As consequências desta ação política, ou seja, da assinatura de uma lei que não previa ações de indenização e inserção social plena dos negros recém-libertos na sociedade trazem impactos para a sociedade brasileira até os dias de hoje. Os índices sociais revelam maior perseguição por parte da polícia a pessoas negras, os presídios têm maior incidência de pessoas desta etnia em suas fileiras, o nível de alfabetização e letramento é menor entre eles, as oportunidades de emprego e os salários pagos a afrodescendentes são menores que aqueles destinados a brancos... E isso não é, de forma alguma, decorrente da cor da pele das pessoas, mas de condicionadores sociais e culturais historicamente criados ao longo dos anos em que prevaleceu a escravidão e do preconceito atrelado a esta chaga. Há vários indicadores sociais que refletem esta triste herança histórica e, certamente, há muito o que fazer para que a sociedade consiga oferecer condições dignas de vida, com respeito as origens e a diversidade cultural, valorizando toda a riqueza que os povos africanos legaram ao Brasil.

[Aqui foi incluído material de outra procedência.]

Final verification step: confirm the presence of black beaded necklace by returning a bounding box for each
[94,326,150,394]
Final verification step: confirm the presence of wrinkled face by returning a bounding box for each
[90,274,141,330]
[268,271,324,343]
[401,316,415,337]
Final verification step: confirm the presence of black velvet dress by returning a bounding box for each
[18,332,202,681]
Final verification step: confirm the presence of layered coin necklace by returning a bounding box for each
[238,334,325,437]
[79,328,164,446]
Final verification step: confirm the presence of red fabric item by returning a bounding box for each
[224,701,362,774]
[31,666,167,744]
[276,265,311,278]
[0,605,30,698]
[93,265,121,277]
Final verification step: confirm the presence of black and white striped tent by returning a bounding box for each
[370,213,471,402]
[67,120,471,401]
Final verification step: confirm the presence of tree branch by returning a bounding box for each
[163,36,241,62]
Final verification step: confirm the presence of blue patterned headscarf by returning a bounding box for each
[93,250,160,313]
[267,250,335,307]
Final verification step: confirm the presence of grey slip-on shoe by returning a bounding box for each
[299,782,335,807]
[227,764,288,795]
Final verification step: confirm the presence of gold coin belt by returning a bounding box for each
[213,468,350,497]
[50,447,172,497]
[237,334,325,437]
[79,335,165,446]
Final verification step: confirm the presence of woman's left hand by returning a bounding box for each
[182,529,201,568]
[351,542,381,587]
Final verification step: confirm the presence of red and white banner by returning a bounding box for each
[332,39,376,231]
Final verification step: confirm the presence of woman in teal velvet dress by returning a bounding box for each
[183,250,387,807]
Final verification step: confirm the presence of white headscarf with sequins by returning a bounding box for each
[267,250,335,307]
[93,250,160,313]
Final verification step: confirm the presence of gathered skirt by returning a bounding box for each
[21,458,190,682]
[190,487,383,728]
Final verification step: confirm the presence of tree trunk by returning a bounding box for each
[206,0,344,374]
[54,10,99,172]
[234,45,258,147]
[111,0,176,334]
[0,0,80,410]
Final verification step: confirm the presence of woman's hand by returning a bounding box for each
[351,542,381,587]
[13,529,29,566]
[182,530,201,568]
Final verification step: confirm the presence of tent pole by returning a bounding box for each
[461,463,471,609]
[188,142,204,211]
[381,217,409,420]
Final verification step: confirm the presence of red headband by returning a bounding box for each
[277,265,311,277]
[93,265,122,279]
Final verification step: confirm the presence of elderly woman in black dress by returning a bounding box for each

Atualmente, com a política de cotas, o governo e a sociedade brasileira tentam reparar erros e danos historicamente constituídos quando desde a promulgação da Lei Áurea. Isso, no entanto, não irá fazer com que os erros do passado sejam superados. É preciso aprender com o que foi feito de errado outrora e criar ações que permitam oportunidades iguais para todos. A política de cotas é um paliativo que precisa ser substituído, aos poucos, a partir de iniciativas que gerem real integração, oferecendo escolas, saúde, segurança, empregos e demais direitos sociais a população excluída, entre os quais, principalmente os negros. Isso demanda parcerias entre a sociedade civil, o governo, as empresas e todos aqueles que puderem, efetivamente, contribuir para esta reparação, oferecendo meios dignos, humanos e respeitosos de valorização e inclusão, que entendam e defendam a igualdade e a tolerância em nosso país.